Question

The following table gives the daily income of 50 workers of a factory:

Daily income (in Rs)	100 - 120	120 - 140	140 - 160	160 - 180	180 - 200
Number of workers:	12	14	8	6	10

Find the mean, mode and median of the above data.

Answer 1

Class interval	Mid value(x)	Frequency(f)	fx	Cumulative frequency
100 - 120	110	12	1320	12
120 - 140	130	14	1820	26
140 - 160	150	8	1200	34
160 - 180	170	6	1020	40
180 - 200	190	10	1900	50
		N = 50	`sumfx=7260`

Mean `=(sumfx)/N=7260/50=145.2`

Thus, the mean of the given data is 145.2.
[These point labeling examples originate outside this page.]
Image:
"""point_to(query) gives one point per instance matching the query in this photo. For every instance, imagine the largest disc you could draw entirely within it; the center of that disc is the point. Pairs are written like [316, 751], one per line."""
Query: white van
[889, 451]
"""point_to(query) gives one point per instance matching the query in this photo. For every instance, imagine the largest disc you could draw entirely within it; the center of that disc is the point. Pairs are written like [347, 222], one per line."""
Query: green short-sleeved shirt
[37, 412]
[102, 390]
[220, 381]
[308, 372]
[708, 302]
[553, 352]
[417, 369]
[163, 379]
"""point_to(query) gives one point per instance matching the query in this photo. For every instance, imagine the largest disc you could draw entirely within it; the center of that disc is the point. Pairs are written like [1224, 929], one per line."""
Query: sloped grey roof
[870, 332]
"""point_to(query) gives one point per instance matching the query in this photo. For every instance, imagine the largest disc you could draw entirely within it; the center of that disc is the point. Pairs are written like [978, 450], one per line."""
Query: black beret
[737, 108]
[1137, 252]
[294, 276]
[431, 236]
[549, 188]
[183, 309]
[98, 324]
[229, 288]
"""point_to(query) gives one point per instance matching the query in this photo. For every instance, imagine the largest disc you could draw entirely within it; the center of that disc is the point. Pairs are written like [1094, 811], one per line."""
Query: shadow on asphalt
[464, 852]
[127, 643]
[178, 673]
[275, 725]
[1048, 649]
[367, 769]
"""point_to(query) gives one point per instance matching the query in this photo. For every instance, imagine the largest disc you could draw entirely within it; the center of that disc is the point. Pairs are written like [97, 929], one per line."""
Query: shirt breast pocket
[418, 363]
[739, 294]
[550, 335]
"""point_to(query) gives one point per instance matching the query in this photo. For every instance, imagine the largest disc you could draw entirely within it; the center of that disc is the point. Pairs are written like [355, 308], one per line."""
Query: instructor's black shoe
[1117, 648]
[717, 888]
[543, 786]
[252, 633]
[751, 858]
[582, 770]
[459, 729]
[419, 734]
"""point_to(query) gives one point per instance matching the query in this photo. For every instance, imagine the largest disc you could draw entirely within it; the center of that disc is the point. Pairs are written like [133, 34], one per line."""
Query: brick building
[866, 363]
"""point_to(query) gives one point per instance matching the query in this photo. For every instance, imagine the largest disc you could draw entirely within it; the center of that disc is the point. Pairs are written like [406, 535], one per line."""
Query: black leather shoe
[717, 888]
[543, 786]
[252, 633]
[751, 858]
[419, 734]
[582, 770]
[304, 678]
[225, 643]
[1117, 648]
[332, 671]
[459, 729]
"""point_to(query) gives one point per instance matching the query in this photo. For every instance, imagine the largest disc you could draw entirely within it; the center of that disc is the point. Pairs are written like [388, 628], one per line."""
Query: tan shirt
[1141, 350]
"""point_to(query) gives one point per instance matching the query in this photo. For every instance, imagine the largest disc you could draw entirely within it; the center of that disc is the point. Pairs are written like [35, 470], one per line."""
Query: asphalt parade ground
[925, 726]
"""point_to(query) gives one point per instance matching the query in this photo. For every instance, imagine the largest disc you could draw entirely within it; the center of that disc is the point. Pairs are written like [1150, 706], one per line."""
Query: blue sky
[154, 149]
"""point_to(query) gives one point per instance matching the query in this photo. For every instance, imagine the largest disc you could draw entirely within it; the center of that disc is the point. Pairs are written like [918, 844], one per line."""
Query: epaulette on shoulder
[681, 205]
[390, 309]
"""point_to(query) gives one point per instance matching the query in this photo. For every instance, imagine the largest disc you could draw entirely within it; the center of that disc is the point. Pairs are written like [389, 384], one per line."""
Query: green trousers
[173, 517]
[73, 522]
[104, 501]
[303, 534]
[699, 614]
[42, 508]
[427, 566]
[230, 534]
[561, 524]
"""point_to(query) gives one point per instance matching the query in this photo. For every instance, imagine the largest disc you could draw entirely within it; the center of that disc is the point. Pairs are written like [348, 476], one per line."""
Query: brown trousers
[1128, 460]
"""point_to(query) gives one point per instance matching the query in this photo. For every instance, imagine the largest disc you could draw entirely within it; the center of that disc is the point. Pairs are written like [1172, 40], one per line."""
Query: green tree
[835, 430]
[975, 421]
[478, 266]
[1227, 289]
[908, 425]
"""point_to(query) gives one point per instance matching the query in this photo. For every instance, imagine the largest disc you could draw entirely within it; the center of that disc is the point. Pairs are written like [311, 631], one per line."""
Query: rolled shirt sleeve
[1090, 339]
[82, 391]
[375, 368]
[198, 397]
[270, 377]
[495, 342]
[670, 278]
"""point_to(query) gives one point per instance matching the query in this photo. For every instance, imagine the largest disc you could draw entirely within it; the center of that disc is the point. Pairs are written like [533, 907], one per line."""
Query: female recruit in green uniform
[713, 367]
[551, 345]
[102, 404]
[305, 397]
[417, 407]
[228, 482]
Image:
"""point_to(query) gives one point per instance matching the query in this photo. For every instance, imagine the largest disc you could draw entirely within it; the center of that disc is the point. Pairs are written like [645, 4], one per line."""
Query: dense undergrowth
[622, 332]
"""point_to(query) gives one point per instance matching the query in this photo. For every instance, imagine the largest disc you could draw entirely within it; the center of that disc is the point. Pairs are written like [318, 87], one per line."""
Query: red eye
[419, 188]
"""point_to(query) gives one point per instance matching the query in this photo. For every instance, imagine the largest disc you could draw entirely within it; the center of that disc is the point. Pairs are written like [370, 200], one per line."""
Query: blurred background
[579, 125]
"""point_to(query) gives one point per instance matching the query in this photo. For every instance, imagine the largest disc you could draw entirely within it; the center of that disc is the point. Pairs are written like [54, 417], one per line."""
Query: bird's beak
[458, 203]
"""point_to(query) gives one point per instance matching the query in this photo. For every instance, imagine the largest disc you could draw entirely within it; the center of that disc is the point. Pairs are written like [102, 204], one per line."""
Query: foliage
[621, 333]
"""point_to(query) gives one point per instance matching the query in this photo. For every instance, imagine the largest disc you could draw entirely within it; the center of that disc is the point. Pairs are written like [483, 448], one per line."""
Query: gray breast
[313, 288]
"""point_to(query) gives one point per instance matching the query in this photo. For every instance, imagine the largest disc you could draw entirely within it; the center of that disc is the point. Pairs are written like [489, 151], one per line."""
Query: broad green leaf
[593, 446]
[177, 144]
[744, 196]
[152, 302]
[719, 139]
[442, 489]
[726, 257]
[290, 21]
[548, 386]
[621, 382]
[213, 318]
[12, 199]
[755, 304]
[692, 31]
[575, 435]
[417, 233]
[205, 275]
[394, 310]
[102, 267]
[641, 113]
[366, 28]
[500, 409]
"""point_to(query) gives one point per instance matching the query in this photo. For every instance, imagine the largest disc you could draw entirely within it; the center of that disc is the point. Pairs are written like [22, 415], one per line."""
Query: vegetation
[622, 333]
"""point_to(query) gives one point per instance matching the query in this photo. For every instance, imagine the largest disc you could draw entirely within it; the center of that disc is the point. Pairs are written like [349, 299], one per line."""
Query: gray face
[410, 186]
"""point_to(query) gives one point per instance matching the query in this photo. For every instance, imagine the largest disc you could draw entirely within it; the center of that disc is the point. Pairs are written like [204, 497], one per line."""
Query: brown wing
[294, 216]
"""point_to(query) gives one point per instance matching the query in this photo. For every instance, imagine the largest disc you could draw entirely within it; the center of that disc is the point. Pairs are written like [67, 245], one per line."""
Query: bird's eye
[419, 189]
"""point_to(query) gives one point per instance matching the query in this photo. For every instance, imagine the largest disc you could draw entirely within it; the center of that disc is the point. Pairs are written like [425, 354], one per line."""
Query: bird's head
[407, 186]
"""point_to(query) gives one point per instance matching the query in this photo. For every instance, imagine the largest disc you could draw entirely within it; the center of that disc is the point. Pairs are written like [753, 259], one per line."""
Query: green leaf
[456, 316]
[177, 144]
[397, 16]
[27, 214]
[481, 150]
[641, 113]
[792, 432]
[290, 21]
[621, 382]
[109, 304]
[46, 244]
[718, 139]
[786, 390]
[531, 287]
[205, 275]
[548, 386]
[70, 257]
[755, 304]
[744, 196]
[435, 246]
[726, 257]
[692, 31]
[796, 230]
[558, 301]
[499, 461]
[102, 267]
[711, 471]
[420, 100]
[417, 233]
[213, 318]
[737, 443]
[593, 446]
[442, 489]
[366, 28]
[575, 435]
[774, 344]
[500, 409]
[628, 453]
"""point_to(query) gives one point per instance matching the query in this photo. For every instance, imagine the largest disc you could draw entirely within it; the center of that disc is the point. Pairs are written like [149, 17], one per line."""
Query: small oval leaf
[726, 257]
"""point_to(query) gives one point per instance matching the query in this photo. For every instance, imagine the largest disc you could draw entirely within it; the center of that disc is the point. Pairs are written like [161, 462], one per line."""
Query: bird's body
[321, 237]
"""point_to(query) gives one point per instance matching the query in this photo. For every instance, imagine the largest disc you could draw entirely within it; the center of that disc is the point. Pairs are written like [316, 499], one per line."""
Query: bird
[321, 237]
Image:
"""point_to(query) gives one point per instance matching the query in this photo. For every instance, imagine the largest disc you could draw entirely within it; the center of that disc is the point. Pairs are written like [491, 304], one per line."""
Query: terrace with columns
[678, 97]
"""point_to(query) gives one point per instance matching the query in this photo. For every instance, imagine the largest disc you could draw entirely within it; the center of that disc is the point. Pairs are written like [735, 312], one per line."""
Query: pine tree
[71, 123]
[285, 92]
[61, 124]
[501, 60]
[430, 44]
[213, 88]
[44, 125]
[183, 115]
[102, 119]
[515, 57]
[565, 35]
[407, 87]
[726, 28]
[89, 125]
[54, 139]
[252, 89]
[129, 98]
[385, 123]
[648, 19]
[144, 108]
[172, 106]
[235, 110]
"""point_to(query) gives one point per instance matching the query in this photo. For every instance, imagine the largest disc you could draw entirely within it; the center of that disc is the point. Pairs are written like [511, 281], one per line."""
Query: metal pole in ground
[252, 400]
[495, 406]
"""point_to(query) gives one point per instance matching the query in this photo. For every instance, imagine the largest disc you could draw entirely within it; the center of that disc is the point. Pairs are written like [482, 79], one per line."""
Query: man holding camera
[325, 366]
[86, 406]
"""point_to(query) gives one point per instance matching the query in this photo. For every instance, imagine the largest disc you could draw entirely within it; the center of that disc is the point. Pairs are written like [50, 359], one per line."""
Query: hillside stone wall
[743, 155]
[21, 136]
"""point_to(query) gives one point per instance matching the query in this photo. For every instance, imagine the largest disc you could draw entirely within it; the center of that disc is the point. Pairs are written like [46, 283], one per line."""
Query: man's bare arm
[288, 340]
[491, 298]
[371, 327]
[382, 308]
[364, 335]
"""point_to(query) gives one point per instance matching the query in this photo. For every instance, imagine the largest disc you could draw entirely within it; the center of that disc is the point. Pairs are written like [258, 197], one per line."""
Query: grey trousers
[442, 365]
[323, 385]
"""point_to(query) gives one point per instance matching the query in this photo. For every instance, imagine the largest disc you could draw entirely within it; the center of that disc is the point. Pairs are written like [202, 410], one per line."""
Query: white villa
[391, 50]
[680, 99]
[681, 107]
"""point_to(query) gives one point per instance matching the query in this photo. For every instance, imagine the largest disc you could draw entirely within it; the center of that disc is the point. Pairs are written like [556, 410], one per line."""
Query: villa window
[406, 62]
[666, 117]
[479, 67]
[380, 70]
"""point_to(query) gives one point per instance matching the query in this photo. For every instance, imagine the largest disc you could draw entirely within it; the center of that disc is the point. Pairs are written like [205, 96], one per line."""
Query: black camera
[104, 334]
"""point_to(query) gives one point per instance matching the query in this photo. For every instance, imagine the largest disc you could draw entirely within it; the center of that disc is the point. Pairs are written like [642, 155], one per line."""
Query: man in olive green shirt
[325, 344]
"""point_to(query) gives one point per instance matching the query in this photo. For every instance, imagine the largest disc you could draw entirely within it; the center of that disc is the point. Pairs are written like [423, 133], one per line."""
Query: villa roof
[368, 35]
It can be seen in the data table that the maximum frequency is 14. The class corresponding to this frequency is 120−140.

∴ Modal class = 120 − 140

Lower limit of modal class (l) = 120

Class size (h) = 140 − 120 = 20

Frequency of modal class (f) = 14

Frequency of class preceding the modal class (f₁) = 12

Frequency of class succeeding the modal class (f₂) = 8

Mode `=l+(f-f1)/(2f-f1-f2)xxh`

`=120+(14-12)/(2xx14-12-8)xx20`

`=120+2/(28-20)xx20`

`=120+2/8xx20`

`=120+40/8`

= 120 + 5

= 125

Thus, the mode of the given data is 125.

Here, number of observations N = 50

So, N/2 = 50/2 = 25

This observation lies in class interval 120−140.

Therefore, the median class is 120−140.

Lower limit of median class (l) = 120

Cumulative frequency of class preceding the median class(c.f.) or (F) = 12

Frequency of median class(f) = 14

Median `=l+(N/2-F)/fxxh`

`=120+(25-12)/14xx20`

`=120+13/14xx20`

`=120+13/7xx10`

`=120+130/7`

= 120 + 18.57

= 138.57

Thus, the median of the given data is 138.57.